Leukocytoclastic vasculitis (LCV) has been associated with several disease processes, such as infections, drugs, allergies, rheumatological and neoplastic diseases (1). In neoplastic processes, LCV may present as a paraneoplastic phenomenon occurring before, synchronously with, or after the diagnosis of malignancy (2). Compared to hematological malignancies, solid tumors are significantly less likely to be associated with LCV (1). The first case of LCV in a patient with a solid tumor was reported in 1968 (3). Since then, more patients suffering from solid tumors and vasculitis have been documented in the literature (4,5), including patients with lung, colon, gastric and renal cancer. In these previously reported cases, the patients only developed one type of malignancy and the occurrence of multiple malignancies in patients with LCV has not been reported. We herein describe the case of a patient who developed LCV and was treated with glucocorticoids for 11 years. The patient then developed three primary tumors, including small-cell lung carcinoma (SCLC), gastric adenocarcinoma and colonic adenocarcinoma. To the best of our knowledge, this is the first case report of multiple malignancies developing in a patient with a history of LCV in the English medical literature.

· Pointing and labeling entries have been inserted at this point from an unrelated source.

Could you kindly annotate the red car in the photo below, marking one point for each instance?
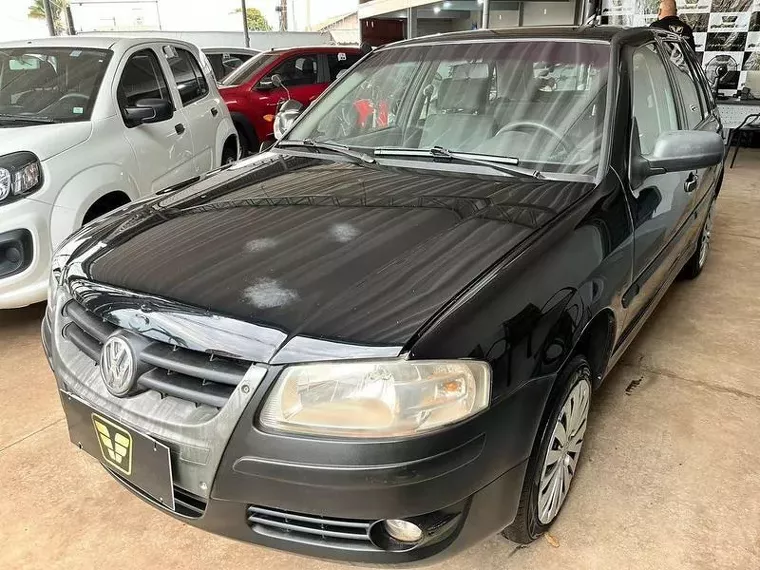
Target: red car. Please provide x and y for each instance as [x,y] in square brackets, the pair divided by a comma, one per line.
[252,98]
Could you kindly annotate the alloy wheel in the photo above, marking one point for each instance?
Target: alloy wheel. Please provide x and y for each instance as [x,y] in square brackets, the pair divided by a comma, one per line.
[704,240]
[564,450]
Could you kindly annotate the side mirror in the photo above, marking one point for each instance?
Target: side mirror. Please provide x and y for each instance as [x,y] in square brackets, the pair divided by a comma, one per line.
[678,151]
[149,111]
[265,84]
[286,116]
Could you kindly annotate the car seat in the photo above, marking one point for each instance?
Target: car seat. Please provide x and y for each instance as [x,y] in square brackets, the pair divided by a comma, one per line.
[461,122]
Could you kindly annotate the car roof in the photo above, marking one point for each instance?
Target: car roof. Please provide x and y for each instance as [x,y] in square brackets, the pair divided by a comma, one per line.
[318,49]
[93,42]
[228,49]
[579,33]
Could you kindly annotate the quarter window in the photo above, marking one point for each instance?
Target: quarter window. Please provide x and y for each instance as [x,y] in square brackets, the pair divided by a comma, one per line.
[142,78]
[687,84]
[191,83]
[654,109]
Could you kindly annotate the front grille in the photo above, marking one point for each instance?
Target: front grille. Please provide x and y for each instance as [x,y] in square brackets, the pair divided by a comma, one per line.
[314,530]
[171,371]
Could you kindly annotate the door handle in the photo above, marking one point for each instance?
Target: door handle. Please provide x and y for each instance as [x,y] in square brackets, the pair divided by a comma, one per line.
[691,183]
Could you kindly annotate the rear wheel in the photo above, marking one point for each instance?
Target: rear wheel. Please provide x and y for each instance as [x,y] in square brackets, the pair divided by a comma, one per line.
[552,465]
[697,262]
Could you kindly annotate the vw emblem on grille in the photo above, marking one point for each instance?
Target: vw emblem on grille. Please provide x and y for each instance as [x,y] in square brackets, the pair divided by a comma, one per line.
[117,366]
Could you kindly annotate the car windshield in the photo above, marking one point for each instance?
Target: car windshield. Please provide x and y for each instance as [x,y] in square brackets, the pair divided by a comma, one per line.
[245,72]
[49,84]
[536,103]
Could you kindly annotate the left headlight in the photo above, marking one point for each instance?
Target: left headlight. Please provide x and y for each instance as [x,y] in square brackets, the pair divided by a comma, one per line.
[385,399]
[20,174]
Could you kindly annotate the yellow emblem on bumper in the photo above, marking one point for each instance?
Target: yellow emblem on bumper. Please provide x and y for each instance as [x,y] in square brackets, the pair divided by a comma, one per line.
[115,444]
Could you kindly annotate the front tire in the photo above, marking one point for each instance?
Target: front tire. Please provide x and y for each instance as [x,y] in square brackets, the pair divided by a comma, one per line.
[553,463]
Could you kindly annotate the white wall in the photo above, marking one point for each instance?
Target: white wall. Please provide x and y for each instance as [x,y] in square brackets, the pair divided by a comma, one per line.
[504,19]
[259,40]
[548,13]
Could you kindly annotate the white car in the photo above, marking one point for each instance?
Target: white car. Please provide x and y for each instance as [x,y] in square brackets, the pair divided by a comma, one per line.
[87,125]
[225,60]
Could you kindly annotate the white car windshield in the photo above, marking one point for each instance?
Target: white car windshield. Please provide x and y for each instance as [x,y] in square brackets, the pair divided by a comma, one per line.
[40,85]
[537,103]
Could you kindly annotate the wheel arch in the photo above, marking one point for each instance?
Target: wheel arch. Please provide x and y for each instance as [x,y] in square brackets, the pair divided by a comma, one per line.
[595,342]
[81,192]
[246,127]
[105,204]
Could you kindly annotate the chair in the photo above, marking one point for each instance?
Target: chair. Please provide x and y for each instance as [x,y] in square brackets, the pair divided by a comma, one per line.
[749,125]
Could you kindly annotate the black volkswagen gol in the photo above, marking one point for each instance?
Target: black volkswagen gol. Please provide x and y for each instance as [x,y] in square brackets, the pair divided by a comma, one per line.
[379,341]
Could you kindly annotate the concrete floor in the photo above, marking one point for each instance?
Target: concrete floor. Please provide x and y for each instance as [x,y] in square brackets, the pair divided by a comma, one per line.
[670,475]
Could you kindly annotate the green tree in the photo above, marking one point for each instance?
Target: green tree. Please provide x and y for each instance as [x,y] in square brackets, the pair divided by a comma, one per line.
[256,20]
[37,11]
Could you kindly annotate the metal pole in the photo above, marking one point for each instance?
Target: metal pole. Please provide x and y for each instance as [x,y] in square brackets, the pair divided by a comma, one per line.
[245,24]
[49,17]
[70,21]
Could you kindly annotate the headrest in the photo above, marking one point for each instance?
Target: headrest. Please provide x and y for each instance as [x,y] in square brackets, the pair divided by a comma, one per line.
[306,65]
[464,95]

The patient was a 54-year-old man, initially presenting with rash, purpura, petechiae, bruising and desquamation on the right low limb followed by ulceration in May, 2001 at the age of 43 years. Skin biopsy confirmed the diagnosis of LCV (Fig. 1). The patient was treated with glucocorticoids and initially responded to the steroid therapy very well, achieving complete response. However, the disease later relapsed, and the patient developed dry gangrene of the right foot. Shock therapy with a maximum dose of 500 mg methylprednisolone for 5 days was administered repeatedly. After the disease was controlled, the patient was maintained on methylprednisolone at doses of 80, 60, 40, 20 and 4 mg, adjusted according to the disease status over the following 11 years.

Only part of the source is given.